Another two British soldiers killed in Afghanistan. That's a total of 152 British service personnel who have lost their lives since our troops were sent out there. It was the fourth item on the Radio 4 news bulletin at 10 o'clock this morning. Just a short statement that they were killed in an explosion and that their families were informed. By comparison, the two soldiers killed in Northern Ireland recently was headline news for several days. It was probably the fear that the Irish "troubles" might be starting up again that made it headline news.

One of the soldiers killed in Northern Ireland was on the eve of being posted, and this was reported as if the poor fellow might have escaped his fate had his posting come through a day or two earlier; as if he would have been out of harms way. My god, they were sending the poor sod to another killing field; from the proverbial frying pan of Northern Ireland to the fire (sometimes friendly, it has to be said) of Afghanistan.

The defence secretary, John Hutton, said: "All the brave and professional service personnel who have given their lives in Afghanistan have done so to counter the serious threat posed to the UK's national security." That sounds like Government-speak bullshit to me. It seems to me that the UK's national security has been more endangered since our troops have started trading killing projectiles out there. The Seven/Seven London bombings occurred after British troop deployments to Iraq and Afghanistan, didn't it.

Saturday 7 March 2009

Adverts that Endanger my Television: 1

Endangered from something heavy hurled through it by yours truly.

Confused-dot-com. A price comparison site.

An advert made by morons for morons.

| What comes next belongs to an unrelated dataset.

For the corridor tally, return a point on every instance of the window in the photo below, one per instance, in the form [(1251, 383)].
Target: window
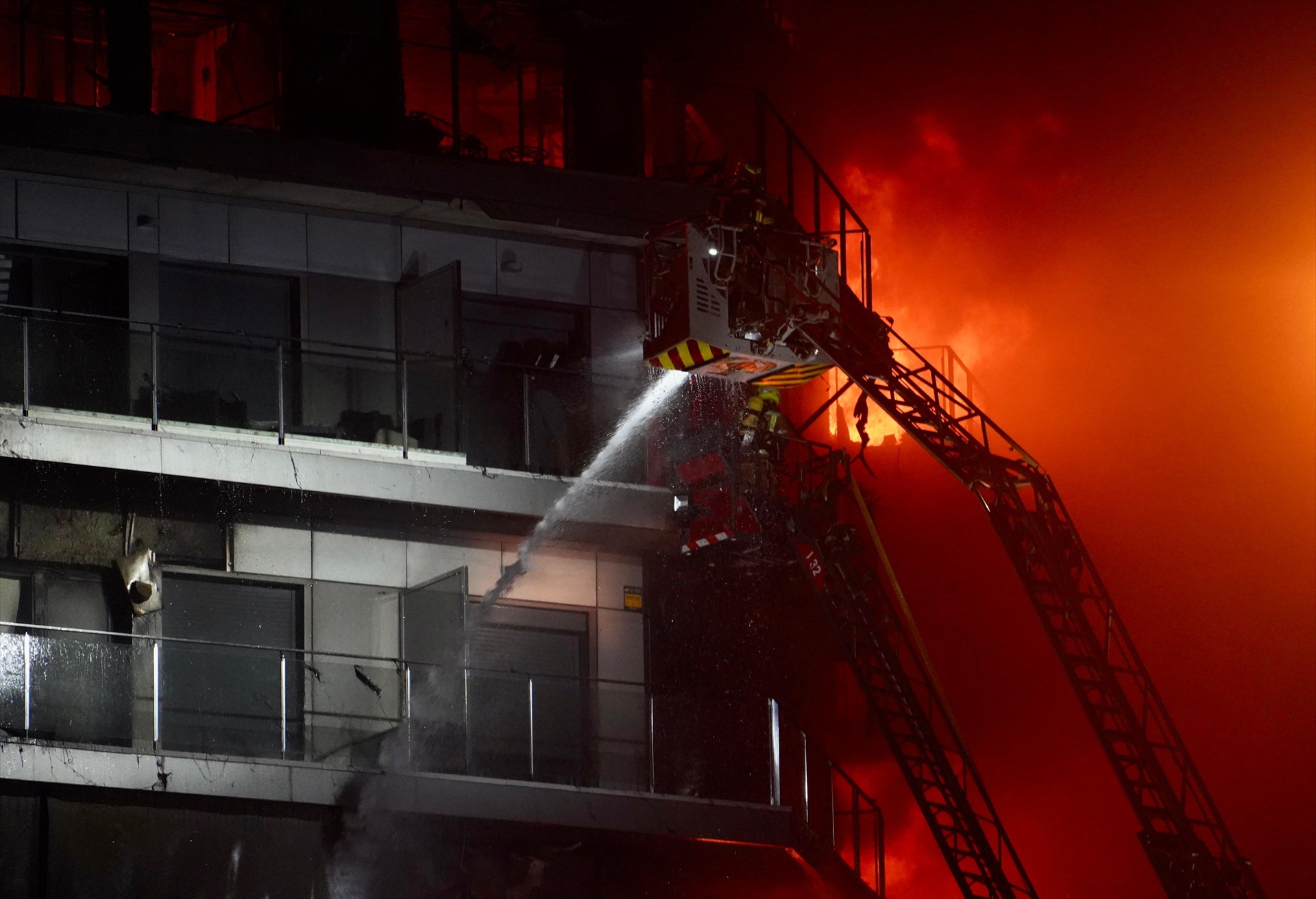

This one really gets my goat. The proles that this ad targets surely haven't got any living brain cells, let alone are able to drive a car. I hope I never come within screaming distance of anyone who acquires their car insurance through this brain damaged site. And when I hear that moronic wail at the end of the ad I metaphorically reach for my rusty length of barbed wire to garrotte the cretin who emits it. To put the poor creature out of his misery, you understand . . . . . and ours.

Ye gods!

I feel much better now.

Friday 6 March 2009

Corpus Blot Their Copybook

Yes, this is a postscript to my earlier posts concerning Gail Trimble and her University Challenge winning team. Seems they're not the winning team after all. Corpus Christi College have been disqualified because one of the team (the bounder won't be named here) was no longer a member of the college when the final was being filmed. The runners up, Manchester University, have been declared University Challenge champions.

What a balls up.

Indeed!

An Introductory Shamble

Shambling not strutting. Strutting is what you do when you're young and foolish, with your whole life ahead of you; you've got somewhere to strut to. Horizons may be false but your youthful optimism struts you on to the next one regardless.

As you get older strut turns to shamble. The road ahead becomes less certain, and you're more wary of the potholes that lie in wait, potholes gleefully anticipating pratfalls. You shuffle along, your gate is shorter, feet scraping the dusty path; there's not so far to go now. The once glowing horizon is now dimmed by past disappointments and expectations that are no longer great. That final horizon, the one your youthful self hardly had time to contemplate, now looms larger and is not as easy to ignore; each arthritic and rhuematic twinge redirects your wavering attention to it.

Shuffling - shambling is part of the bodies self anaesthetizing as we approach our final horizon. It may even be an edge-of-the-world pothole, that mother of all potholes into which we hurl ourselves, shouting “Geronimo”, if we still have strength and will enough to do so.

By the way. I am one of the shamblers.